International analysts go further, describing the agreement as a fundamental shift away from US hegemony toward a multipolar Gulf order.

India, then, faces an intricate set of challenges. It must secure clear assurances from Riyadh that the defence pact will not apply to Indo-Pakistani disputes.

It must simultaneously seek alternative connectivity corridors—accelerating discussions with Oman about the Duqm Port, leveraging the UAE’s Jebel Ali, and pushing forward other regional routes to reduce reliance on Chabahar.

It must continue to resist external pressure to pick sides in the US-China rivalry, preserving its doctrine of strategic autonomy. And it must recognize the likelihood that Pakistan will now seek advanced weaponry and financial lifelines from Saudi Arabia, compelling India to intensify its own defence modernization by boosting indigenous production and diversifying reliable partnerships with countries such as Israel and France.
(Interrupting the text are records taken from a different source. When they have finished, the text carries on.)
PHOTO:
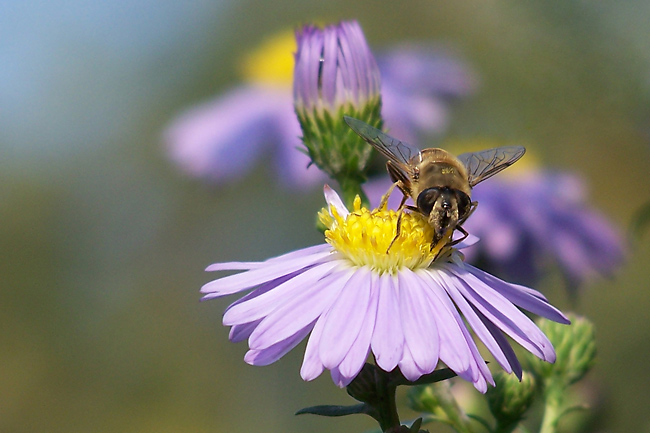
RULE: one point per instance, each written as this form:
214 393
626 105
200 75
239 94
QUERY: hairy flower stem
387 408
553 410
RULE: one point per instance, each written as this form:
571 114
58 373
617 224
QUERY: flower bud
575 347
335 74
510 398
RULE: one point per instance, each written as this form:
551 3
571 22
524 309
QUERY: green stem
552 412
387 407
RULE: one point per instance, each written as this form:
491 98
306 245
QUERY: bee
439 183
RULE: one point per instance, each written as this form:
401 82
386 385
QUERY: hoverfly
439 183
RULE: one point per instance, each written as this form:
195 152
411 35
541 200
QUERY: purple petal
453 348
312 366
504 314
503 344
407 365
449 283
264 304
420 330
333 199
527 299
388 338
238 282
271 354
299 311
242 332
345 319
356 357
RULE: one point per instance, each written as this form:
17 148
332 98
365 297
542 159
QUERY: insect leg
400 211
460 228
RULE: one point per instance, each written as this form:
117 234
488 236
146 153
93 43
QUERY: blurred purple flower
334 68
336 74
227 136
527 219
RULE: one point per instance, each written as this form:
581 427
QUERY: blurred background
103 240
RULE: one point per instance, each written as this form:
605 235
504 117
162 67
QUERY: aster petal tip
334 200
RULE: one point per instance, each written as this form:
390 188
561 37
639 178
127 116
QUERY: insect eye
464 202
427 199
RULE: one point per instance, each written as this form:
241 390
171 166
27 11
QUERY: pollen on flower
272 62
364 237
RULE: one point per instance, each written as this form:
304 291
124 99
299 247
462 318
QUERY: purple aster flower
526 218
410 307
222 140
336 75
418 82
523 220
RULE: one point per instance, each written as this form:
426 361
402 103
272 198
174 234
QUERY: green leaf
334 410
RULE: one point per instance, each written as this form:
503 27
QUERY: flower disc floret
368 238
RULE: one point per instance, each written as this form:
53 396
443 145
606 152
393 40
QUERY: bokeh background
103 241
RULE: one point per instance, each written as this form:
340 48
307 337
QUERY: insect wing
486 163
398 152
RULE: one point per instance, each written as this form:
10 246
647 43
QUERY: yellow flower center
364 237
272 62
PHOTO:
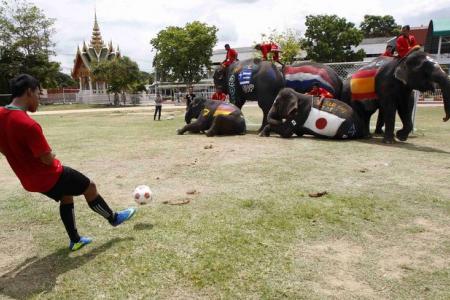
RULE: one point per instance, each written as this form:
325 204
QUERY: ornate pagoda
95 51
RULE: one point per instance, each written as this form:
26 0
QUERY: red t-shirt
231 57
23 143
404 44
219 96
It should be emphasized that India’s economic clout in the Gulf remains its strongest card. Millions of Indian expatriates, vast energy partnerships, and investment flows ensure that no Gulf nation can easily ignore India’s role in its prosperity.

New Delhi must work to deepen this indispensability, even while managing political sensitivities. It must also proactively shape global discourse by engaging think tanks, media, and diplomatic networks to explain its position and highlight the risks of nuclear proliferation.

Ultimately, these events are not isolated misfortunes but part of a larger global transition. The erosion of America’s uncontested dominance, the rise of multipolarity, and the constant jockeying of regional powers mean India cannot rely on static alignments.

Instead of reacting piecemeal, it must embrace a strategy of proactive engagement, anticipating shocks, building redundant partnerships, and ensuring multiple options for connectivity, defence, and diplomacy.

This moment demands a careful blend of patience and flexibility. The Saudi-Pakistan pact, while troubling, does not overturn the balance of power so long as Riyadh values its diverse international partnerships, including with India.

The Chabahar setback, while painful, need not derail India’s connectivity ambitions if New Delhi swiftly diversifies its options. The real test lies in India’s ability to maintain composure, avoid hasty commitments, and use adversity as an opportunity to reinforce its strategic autonomy.

In this effort, India can draw from its own civilizational reservoir of wisdom. Centuries ago, Chanakya, the great strategist of the Mauryan age, framed the dilemmas of power and diplomacy in words that remain startlingly relevant. He warned that alliances are rarely absolute, that states must constantly adapt to shifting circumstances, and that every policy must be weighed against its long-term consequences. His six-fold policy—peace, war, neutrality, alliance, marching, and dual policy—was not a rigid formula but a call for flexibility and foresight.

As he put it, before beginning any venture one must ask three questions: Why am I doing it, what results might it yield, and will I succeed?

Only when the answers are clear should one proceed. In today’s turbulent West Asian theatre, India must heed this timeless counsel.

By thinking deeply, anticipating outcomes, and keeping its national interest at the core, New Delhi can transform this strategic crossroads into a demonstration of its maturity as a great power.